Woon-bum has the ideas but what he lacks is the political acumen to find his way to elected office. By the time Chang-dae turns up in his ramshackle office asking for a job, he's already lost a string of elections. Working in the shadows without an official title, Chang-dae spices up Woon-bum's campaigns and turns a string of losses into a stream of victories.
Ten years later, Woon-bum raises his sights to the highest political office in the land as he seeks to secure his party's nomination for the upcoming 1971 presidential election. He needs Chang-dae's help to do so, but he has grown increasingly wary of this kingmaker's aggressive tactics, which he feels make him no better than the corrupt cogs of the broken system he is trying to repair.
In spite of their scuzzy specifics, Chang-dae's tactics are undeniably effective, but he is forced to remain in the shadows, ever deeper, even as Woon-bum's star rises to the national level. A rich and frequently arresting mixture of lighting, cinematography and production design limns the growing chasm of this power imbalance.
In one two-shot, even as they sit beside one another, a frustrated Chang-dae is clearly shown to be in Woon-bum's shadow in the frame. This is one of several instances in the film where Cho Hyoung-rae's full-bodied camerawork blends with Lee Gil-gyu's deep lighting and Han A-reum's richly realized sets to push the story forward in memorable visual ways.
Director Byun, knocking it out of the park for the second time in a row, pulled off a similar dance of style and substance in his slick and propulsive Cannes-invited gangster drama The Merciless five years ago, which also featured Sul as a lead. The only element of the production that doesn't sing is the scoring, which feels out of place and cheapens the mood in certain scenes.
Chang-dae and Woon-bum are loosely based on election strategist Eom Chang-rok and the Korean politician Kim Dae-jung, who would eventually serve as Korea's 8th president from 1998 to 2003. While many of the details, backgrounds and characters are fictionalised, the rotten core of the relationship remains; Eom eventually parted ways with Kim and went to work for the opposition, military dictator Park Chung-hee, Korea's strong-arm ruler for close to two decades.

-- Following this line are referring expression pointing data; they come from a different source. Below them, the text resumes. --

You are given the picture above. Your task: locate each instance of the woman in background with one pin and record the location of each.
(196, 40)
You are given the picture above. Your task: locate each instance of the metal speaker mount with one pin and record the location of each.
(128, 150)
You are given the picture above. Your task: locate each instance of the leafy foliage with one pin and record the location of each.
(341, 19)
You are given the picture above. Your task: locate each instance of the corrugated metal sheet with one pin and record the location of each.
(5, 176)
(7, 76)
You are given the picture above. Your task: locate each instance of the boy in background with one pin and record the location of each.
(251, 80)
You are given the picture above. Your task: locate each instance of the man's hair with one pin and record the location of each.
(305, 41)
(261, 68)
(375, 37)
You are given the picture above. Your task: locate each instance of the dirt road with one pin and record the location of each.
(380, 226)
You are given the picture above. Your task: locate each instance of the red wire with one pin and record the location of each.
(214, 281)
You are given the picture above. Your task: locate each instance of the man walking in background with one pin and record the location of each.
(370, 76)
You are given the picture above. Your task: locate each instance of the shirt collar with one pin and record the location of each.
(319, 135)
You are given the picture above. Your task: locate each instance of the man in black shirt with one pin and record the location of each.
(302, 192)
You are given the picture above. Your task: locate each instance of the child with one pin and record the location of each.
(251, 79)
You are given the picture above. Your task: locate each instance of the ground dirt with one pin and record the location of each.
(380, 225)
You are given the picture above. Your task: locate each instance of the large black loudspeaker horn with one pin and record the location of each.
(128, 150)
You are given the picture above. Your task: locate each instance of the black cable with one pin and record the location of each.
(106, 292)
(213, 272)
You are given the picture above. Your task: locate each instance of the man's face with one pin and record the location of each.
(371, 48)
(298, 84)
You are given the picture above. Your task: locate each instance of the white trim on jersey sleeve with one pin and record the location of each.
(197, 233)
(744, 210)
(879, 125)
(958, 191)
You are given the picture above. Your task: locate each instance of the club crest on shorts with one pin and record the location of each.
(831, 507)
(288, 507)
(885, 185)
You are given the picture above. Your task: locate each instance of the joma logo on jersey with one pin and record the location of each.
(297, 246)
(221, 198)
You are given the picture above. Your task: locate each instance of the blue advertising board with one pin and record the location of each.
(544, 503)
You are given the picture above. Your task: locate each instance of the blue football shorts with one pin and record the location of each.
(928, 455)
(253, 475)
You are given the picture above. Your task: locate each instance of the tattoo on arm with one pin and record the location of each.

The specter of Korea's turbulent modern political history adds an edge to the film, particularly for local viewers, but Kingmaker elides any deep political philosophising. Instead it's a richly drawn character study that encapsulate the 'opposites attract' adage, set against a frequently thrilling backdrop of electoral strategising and malfeasance.
Given the importance of the central relationship, Lee and Sul have a lot of heavy lifting to do and they are more than up to the task, with both adding to an impressive recent run of roles - last year Sul received some of the best notices of his career for his role in Lee Joon-ik's The Book of Fish.
While Kingmaker doesn't explore the nuances of Korean period political philosophies in great detail, its story about idealism against the propagandist political machine finds its parallels in present-day Korea. The country currently finds itself racked by societal divides, many of them manufactured for political currency, much like the regional tensions that are fanned by political operatives in the film. Beyond the prosaic but undying struggle between liberalism and conservatism, Korea is currently in the throes of intense, bitter and seemingly unsolvable feuds between generations and the sexes.
While these social parallels add another dimension to the film, it succeeds ably without any knowledge of them as Kingmaker is easily one of the most satisfying commercial works to come out of Korea since Parasite.